Non è una coincidenza che il nome del sangiovese, il vitigno più coltivato in Italia, derivi dal termine latino "Sanguis Jovis" (sangue di Giove). Infatti, questa varietà, come il dio del cielo e del tuono, è estremamente potente. Dalla buccia spessa, molto acida e con un elevato contenuto tannico, dà vita ai grandi vini del Chianti Classico, Brunello di Montalcino e i celebri super toscani. Allo stesso modo, è il protagonista di alcune grandi denominazioni meno conosciute. È il caso di un'area che circonda la città di Montepulciano e che appartiene alla DOCG Vino Nobile di Montepulciano. Si tratta di un grande vino toscano che, sebbene nella storia moderna sia stato oscurato dal vicino Brunello di Montalcino, non gioca affatto un ruolo secondario.

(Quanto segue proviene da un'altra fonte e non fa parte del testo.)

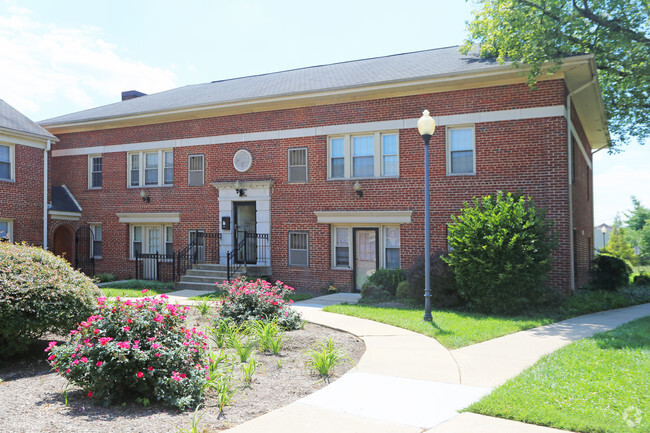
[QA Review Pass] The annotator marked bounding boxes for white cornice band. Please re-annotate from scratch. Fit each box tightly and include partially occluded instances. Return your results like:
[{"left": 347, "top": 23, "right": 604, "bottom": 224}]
[{"left": 52, "top": 105, "right": 565, "bottom": 157}]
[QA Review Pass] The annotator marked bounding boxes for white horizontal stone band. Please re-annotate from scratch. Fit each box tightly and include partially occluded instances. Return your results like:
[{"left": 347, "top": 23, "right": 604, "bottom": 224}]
[{"left": 52, "top": 105, "right": 566, "bottom": 157}]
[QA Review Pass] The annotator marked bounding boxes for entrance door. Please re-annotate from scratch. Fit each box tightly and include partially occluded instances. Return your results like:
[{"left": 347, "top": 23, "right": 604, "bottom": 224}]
[
  {"left": 352, "top": 229, "right": 379, "bottom": 290},
  {"left": 234, "top": 201, "right": 257, "bottom": 264}
]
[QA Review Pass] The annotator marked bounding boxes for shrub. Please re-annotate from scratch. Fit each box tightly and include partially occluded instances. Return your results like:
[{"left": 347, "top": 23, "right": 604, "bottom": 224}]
[
  {"left": 46, "top": 295, "right": 209, "bottom": 410},
  {"left": 217, "top": 278, "right": 302, "bottom": 330},
  {"left": 591, "top": 254, "right": 632, "bottom": 291},
  {"left": 395, "top": 281, "right": 411, "bottom": 299},
  {"left": 407, "top": 252, "right": 460, "bottom": 308},
  {"left": 445, "top": 192, "right": 556, "bottom": 313},
  {"left": 362, "top": 268, "right": 406, "bottom": 296},
  {"left": 0, "top": 242, "right": 100, "bottom": 358}
]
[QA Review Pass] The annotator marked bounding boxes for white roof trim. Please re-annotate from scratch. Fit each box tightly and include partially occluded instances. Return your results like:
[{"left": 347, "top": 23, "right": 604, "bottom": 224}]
[
  {"left": 314, "top": 210, "right": 413, "bottom": 224},
  {"left": 115, "top": 212, "right": 181, "bottom": 224}
]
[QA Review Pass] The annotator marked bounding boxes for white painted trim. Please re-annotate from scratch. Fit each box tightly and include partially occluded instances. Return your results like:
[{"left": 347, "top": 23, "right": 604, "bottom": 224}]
[
  {"left": 115, "top": 212, "right": 181, "bottom": 224},
  {"left": 314, "top": 210, "right": 413, "bottom": 224},
  {"left": 52, "top": 105, "right": 565, "bottom": 157}
]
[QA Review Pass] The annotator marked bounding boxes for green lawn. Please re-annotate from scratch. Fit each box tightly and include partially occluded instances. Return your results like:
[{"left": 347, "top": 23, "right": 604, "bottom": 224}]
[
  {"left": 99, "top": 280, "right": 176, "bottom": 298},
  {"left": 324, "top": 305, "right": 553, "bottom": 349},
  {"left": 467, "top": 316, "right": 650, "bottom": 433}
]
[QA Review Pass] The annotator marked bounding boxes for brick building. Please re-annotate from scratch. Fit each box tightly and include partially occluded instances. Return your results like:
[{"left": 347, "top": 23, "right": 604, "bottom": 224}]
[
  {"left": 0, "top": 100, "right": 57, "bottom": 248},
  {"left": 42, "top": 47, "right": 608, "bottom": 291}
]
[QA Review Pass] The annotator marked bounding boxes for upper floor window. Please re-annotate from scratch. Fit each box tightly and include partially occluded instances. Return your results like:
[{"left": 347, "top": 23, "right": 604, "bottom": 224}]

Esempio di questa qualità lo troviamo in Il Conventino Vino Nobile di Montepulciano Riserva, un vino prodotto da Il Conventino, una cantina acquisita nel 2003 dai fratelli Pino, Duccio e Alessandro Brin, avvocati di professione e appassionati di vino, che perseguono il loro sogno di produrre un grande vino. E ci riescono. Prodotto principalmente con uve di sangiovese e accompagnato da piccole quantità di canaiolo, mammolo e colorino, coltivate biologicamente e vendemmiate a mano. Una volta in cantina, il vino fermenta in serbatoi di acciaio inossidabile e matura in botti di rovere di Slavonia per 30 mesi.
Il risultato è Il Conventino Vino Nobile di Montepulciano Riserva, un vino dalle radici profonde e millenarie, testimoniato dalla forza di una varietà, il sangiovese, con un potere degno degli dei.